Netdata incident

Delay in processing node availability changes

Minor Resolved View vendor source →

Netdata experienced a minor incident on December 6, 2022 affecting Agent - Cloud Connection (ACLK) and Agent (all platforms), lasting 3h 14m. The incident has been resolved; the full update timeline is below.

Started
Dec 06, 2022, 02:35 PM UTC
Resolved
Dec 06, 2022, 05:50 PM UTC
Duration
3h 14m
Detected by Pingoru
Dec 06, 2022, 02:35 PM UTC

Affected components

Agent - Cloud Connection (ACLK)Agent (all platforms)

Update timeline

  1. identified Dec 06, 2022, 05:06 PM UTC

    We've identified an issue with delayed processing of node availability (online, stale, offline) changes. For a fraction of our users this means that these changes are not reflected properly in Netdata Cloud. As the availability affects what metrics are shown in Cloud, it may be that some metrics are not visible even though the node is supposed to be available.

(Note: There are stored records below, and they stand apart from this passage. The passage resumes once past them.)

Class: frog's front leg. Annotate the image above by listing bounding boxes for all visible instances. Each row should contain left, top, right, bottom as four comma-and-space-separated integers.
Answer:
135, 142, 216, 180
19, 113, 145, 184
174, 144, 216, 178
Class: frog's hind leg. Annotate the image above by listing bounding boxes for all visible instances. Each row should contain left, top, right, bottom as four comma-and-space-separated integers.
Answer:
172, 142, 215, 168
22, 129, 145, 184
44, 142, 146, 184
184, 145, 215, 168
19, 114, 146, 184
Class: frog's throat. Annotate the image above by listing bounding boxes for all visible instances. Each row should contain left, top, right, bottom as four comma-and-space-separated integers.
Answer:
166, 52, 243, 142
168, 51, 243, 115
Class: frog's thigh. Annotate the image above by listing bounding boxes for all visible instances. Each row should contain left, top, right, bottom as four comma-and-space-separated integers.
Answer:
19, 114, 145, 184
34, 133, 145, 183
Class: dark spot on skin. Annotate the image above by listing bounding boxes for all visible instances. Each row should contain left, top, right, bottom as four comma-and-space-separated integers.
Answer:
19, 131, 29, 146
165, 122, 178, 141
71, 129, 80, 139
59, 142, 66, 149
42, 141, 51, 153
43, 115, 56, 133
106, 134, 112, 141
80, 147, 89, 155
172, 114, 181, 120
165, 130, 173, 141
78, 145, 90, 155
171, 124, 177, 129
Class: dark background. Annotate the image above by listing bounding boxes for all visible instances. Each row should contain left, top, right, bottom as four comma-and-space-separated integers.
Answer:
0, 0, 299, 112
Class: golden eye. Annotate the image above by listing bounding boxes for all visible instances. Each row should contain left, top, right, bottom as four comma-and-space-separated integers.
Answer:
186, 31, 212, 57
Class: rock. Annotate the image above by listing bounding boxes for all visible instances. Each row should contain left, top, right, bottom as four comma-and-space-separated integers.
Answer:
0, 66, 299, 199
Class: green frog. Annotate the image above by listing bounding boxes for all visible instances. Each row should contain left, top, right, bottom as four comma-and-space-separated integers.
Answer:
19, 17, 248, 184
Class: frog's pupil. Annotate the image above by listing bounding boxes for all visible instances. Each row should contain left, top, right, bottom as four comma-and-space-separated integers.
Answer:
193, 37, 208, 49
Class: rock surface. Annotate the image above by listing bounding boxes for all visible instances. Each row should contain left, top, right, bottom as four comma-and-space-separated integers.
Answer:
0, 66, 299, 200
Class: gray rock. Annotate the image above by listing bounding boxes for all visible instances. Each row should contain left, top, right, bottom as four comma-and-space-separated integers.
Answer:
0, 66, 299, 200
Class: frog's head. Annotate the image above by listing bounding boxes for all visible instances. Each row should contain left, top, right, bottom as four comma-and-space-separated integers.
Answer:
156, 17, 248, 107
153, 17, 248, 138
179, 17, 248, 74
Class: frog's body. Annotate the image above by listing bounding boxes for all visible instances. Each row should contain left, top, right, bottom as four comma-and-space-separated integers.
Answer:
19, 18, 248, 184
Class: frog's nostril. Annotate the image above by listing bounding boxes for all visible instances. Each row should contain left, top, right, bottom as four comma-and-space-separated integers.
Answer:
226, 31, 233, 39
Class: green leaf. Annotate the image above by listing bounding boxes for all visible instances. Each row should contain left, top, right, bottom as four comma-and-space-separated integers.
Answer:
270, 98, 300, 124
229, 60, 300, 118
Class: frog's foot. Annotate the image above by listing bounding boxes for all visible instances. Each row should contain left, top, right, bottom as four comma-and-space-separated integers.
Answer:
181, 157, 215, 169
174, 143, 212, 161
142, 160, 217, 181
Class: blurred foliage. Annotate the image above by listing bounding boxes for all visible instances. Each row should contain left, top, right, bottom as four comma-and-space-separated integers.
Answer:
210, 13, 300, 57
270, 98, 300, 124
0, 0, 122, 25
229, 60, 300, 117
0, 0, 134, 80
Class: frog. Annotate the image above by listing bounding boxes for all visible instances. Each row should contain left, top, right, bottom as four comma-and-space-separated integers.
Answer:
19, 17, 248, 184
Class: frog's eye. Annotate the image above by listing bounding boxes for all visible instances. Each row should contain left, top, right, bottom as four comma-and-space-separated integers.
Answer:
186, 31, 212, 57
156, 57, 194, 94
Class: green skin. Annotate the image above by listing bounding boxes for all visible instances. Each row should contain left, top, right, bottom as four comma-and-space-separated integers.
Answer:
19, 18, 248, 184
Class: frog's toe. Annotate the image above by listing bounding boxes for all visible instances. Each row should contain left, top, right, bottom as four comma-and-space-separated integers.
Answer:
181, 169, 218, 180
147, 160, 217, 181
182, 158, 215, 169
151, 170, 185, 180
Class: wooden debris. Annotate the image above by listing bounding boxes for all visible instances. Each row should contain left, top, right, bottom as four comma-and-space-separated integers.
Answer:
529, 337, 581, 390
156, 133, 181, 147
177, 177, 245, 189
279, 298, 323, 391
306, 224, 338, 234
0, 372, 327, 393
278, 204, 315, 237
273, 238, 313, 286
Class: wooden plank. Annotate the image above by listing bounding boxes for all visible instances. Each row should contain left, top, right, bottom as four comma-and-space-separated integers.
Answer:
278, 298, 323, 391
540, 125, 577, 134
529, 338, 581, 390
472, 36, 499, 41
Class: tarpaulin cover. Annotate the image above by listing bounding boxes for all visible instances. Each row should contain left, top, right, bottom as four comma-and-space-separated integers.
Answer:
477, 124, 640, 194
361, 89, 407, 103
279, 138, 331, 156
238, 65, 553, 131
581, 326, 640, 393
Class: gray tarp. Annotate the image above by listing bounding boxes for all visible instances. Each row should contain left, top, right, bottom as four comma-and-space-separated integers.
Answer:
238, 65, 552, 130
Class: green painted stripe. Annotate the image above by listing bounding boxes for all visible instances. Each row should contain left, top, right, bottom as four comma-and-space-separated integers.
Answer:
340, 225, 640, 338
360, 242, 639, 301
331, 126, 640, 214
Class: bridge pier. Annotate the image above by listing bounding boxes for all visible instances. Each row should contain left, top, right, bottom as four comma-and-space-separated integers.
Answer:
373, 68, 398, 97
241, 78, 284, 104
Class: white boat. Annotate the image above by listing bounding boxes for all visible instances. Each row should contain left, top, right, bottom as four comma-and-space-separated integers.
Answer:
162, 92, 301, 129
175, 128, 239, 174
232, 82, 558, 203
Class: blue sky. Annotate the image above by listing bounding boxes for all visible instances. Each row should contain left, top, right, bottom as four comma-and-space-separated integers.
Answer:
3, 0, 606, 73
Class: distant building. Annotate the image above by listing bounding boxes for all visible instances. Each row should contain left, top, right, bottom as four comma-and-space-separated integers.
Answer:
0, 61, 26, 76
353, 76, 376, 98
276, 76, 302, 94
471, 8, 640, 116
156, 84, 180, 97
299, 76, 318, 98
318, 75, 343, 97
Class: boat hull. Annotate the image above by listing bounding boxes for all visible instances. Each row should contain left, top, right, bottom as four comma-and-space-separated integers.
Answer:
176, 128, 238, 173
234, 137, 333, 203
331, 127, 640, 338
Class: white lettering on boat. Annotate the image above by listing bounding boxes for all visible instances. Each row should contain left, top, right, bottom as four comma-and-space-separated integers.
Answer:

  2. identified Dec 06, 2022, 05:07 PM UTC

    We are working back the backlog of availability updates and should be done in about 30 minutes.

  3. monitoring Dec 06, 2022, 05:34 PM UTC

    The backlog has been consumed. We are monitoring the situation.

  4. resolved Dec 06, 2022, 05:50 PM UTC

    This incident has been resolved.